Much like the music of Jazz, we have found various genres or styles in the Psalms. For example, we have heard the diminished “Blues” of lament such as Psalm 51:1 (“Have mercy on me, O God … blot out my transgressions”). But as well, we have also heard the up-beat “Swing” of praise and thanksgiving lifted up in Psalm 121:2, “My help comes from the Lord, who made heaven and earth.” In sum: the book of Psalms at once speaks of our human condition of sin yet also of our being met by God’s Word of steadfast mercy and grace that reaches across the whole gamut of our life of faith. And so, let me ask: “As you listen to the heart of Psalm 31, for this coming weekend’s reading, what are you hearing?”

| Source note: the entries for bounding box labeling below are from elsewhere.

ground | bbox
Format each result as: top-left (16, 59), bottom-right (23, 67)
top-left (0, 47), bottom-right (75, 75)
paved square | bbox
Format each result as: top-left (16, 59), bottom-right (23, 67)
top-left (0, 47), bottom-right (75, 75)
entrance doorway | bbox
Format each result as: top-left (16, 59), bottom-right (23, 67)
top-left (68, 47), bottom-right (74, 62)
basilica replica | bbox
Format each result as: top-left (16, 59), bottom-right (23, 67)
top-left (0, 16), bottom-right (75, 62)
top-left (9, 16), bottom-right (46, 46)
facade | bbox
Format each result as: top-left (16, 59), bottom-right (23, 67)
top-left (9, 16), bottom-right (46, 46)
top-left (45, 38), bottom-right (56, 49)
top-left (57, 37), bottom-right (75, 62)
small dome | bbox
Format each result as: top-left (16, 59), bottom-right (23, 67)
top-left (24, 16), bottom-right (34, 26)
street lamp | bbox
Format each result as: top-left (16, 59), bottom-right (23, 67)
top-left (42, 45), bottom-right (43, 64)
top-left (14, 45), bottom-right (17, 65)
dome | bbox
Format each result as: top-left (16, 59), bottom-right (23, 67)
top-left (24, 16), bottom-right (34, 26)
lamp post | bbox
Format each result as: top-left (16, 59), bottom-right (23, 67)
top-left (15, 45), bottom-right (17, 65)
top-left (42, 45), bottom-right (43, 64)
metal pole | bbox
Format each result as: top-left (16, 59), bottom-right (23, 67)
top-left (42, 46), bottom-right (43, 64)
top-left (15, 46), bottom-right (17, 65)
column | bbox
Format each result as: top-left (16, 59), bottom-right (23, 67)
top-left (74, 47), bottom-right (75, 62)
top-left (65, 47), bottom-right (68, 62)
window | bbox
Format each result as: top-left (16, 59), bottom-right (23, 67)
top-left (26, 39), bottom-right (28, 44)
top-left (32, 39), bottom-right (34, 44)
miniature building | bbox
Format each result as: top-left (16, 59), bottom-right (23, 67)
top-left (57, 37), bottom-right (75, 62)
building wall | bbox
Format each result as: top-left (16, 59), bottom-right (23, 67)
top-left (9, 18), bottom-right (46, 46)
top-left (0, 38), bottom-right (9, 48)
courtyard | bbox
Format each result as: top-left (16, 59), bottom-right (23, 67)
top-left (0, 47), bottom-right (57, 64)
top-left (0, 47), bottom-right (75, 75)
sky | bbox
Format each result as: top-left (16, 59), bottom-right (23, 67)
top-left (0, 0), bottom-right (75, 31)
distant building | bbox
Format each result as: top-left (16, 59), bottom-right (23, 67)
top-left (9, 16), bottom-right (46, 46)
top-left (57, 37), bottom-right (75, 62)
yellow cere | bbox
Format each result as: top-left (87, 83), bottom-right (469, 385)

“Be gracious to me, O [God], for I am in distress; my eye is wasted
from grief , my soul and body also. For my life is spent with sorrow, and my
years with sighing; my strength fails because of my misery, and my bones
waste away.” (Psalm 31:9)

At least this part of the psalm is without question, a lament. Can you feel the weariness of the psalmist? In “body and soul” the psalmist is absolutely spent … wearied right down to “my bones [that are] wasting away.” And so it is with Jesus in our first Gospel text for this coming weekend from Luke 19:28-40. Think on the fact that at this point in his life, as Jesus enters the gates of Jerusalem on that Palm-Passion Sunday (what in Jesus’ time, the Jewish tradition referred to as the beginning of Passover) … he’s doggedly spent himself in a ministry of healing, teaching, traveling, being ridiculed and challenged … day after day … for now some three years since his ministry began at his baptism.

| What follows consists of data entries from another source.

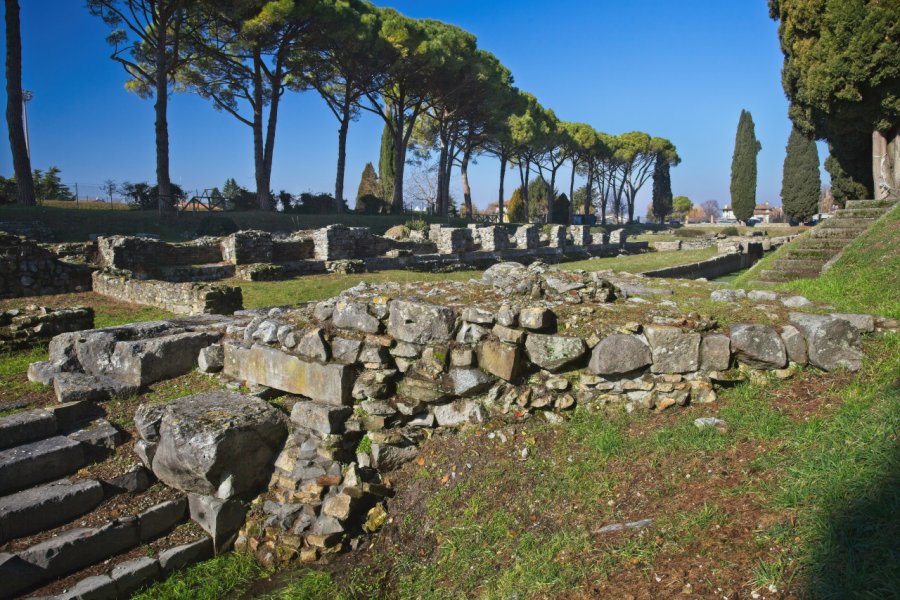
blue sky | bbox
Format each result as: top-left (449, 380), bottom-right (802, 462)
top-left (0, 0), bottom-right (827, 215)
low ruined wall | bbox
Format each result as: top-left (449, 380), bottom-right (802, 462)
top-left (97, 235), bottom-right (222, 271)
top-left (0, 306), bottom-right (94, 351)
top-left (93, 271), bottom-right (243, 315)
top-left (644, 243), bottom-right (763, 279)
top-left (0, 232), bottom-right (92, 298)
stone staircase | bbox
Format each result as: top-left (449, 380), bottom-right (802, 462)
top-left (756, 200), bottom-right (897, 284)
top-left (0, 401), bottom-right (213, 599)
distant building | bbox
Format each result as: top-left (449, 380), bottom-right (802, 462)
top-left (722, 202), bottom-right (781, 223)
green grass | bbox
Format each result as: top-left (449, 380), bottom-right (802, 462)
top-left (0, 202), bottom-right (462, 242)
top-left (779, 205), bottom-right (900, 319)
top-left (559, 248), bottom-right (718, 273)
top-left (733, 205), bottom-right (900, 319)
top-left (132, 552), bottom-right (265, 600)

In our mid-week Bible study this past Wednesday, a woman pointed out something I’d never really “seen” before: as Jesus and the disciples prepare to enter the gates of Jerusalem, “they set Jesus upon [the donkey]” (Luke 19:35). “Could it be,” she questioned, “that Jesus was so weary that his disciples needed to help him up onto the donkey’s back? I mean, he must have been totally exhausted, say nothing of what he knew was his destiny with death, finally being used up for our salvation.” Could it be? And so what was it that kept Jesus going, his grounds for hope and strength, facing the cross? Listen once more to the words of Psalm 31 …

“BUT I trust in thee, O Lord, I say, ‘Thou art my God.’ My times are [and 
have always been] in thy hands; deliver me from the hand of my enemies and persecutors!
Let thy face shine on thy servant; save me in thy steadfast love!” (Psalm 31:14-16)

My friends, think carefully and deeply with me on this … There are places in our hearts where only weakness can get in, where power and glory cannot enter. Knowing that, God has sent his Son in the likeness of a suffering servant (see our Old Testament lesson for this Sunday from Isaiah 50:4-9a), taking on our frail flesh and the sins of the world. And Christ, having laid aside his majesty and taking the form of a servant, being obedient even unto death on the cross, was crucified in weakness (see our Epistle lesson for this Sunday from Philippians 2:5-11). And on him God has laid the chastisement that has made us whole.

So it is, that when we come to the end of ourselves that we are most ready for the saving, steadfast presence of God. And then, into the earthen vessel of our own weakness is poured the whole counsel of God. Yes, even in the weakness and weariness of life, what we are called to embrace there is a supreme strength because it is God’s strength. For when we are weak, then we are strong (II Corinthians 12:10b) – in Christ. “O bless the Lord, O my soul, and all that is within me” (Psalm 103:1)!